Speech Recognition Basics Background


Speech recognition is an immensely complex task, especially given the thousands of languages, many thousands of dialects and millions of accents spoken world-wide. With the relative success and popularity of voice enabled personal assistants, we might be forgiven for thinking speech recognition is a solved problem. Nothing could be further from the truth.

The Problem!

The primary function of an ASR system is to recognize words, numbers and sentences. It starts this process by attempting to recognize strings of phonemes (a small unit of sound). Unfortunately for the ASR user, all recognizers perform poorly at the phoneme recognition task. There are a number of excellent speech recognition applications that deliver more than acceptable levels of usability. The applications work around the inherent limitations of the recognition process. The voice user interface (VUI) is often designed to guide you toward a limited set of responses; the acoustic model is trained with huge quantities of transcribed audio and the language model is constantly undergoing an optimization process.

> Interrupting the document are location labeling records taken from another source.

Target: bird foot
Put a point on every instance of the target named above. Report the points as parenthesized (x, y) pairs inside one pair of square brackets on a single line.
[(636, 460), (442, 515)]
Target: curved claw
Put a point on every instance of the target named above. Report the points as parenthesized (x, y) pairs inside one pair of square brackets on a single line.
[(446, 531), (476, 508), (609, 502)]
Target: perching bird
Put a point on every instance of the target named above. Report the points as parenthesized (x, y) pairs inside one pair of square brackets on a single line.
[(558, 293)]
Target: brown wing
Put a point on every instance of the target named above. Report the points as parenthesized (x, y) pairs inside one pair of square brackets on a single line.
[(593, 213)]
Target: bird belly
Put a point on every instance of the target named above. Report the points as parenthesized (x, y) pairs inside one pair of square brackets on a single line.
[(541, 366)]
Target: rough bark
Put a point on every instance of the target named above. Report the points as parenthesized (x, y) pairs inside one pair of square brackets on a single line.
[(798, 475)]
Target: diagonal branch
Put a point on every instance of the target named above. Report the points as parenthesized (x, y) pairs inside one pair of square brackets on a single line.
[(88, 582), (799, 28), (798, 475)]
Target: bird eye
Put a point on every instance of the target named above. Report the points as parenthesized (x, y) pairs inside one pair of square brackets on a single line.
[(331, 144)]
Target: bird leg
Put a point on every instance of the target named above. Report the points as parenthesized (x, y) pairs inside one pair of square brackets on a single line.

By undertaking these actions, the ASR, even with its poor phoneme recognition, can take an educated guess at what was said. As long as the user plays by the imposed rules, the system will often work well. Unfortunately humans tend to dislike being told what to do and we do not always play by the rules, especially if the rules do not make sense.

Improving Accuracy

For many years, the common approach to speech recognition accuracy improvements has been through acoustic model training. The theory is quite simple, i.e., if we train our system with samples of voices from as many people as possible then the accuracy will improve. A simple theory that requires significant data processing and an approach that will only result in incremental improvements.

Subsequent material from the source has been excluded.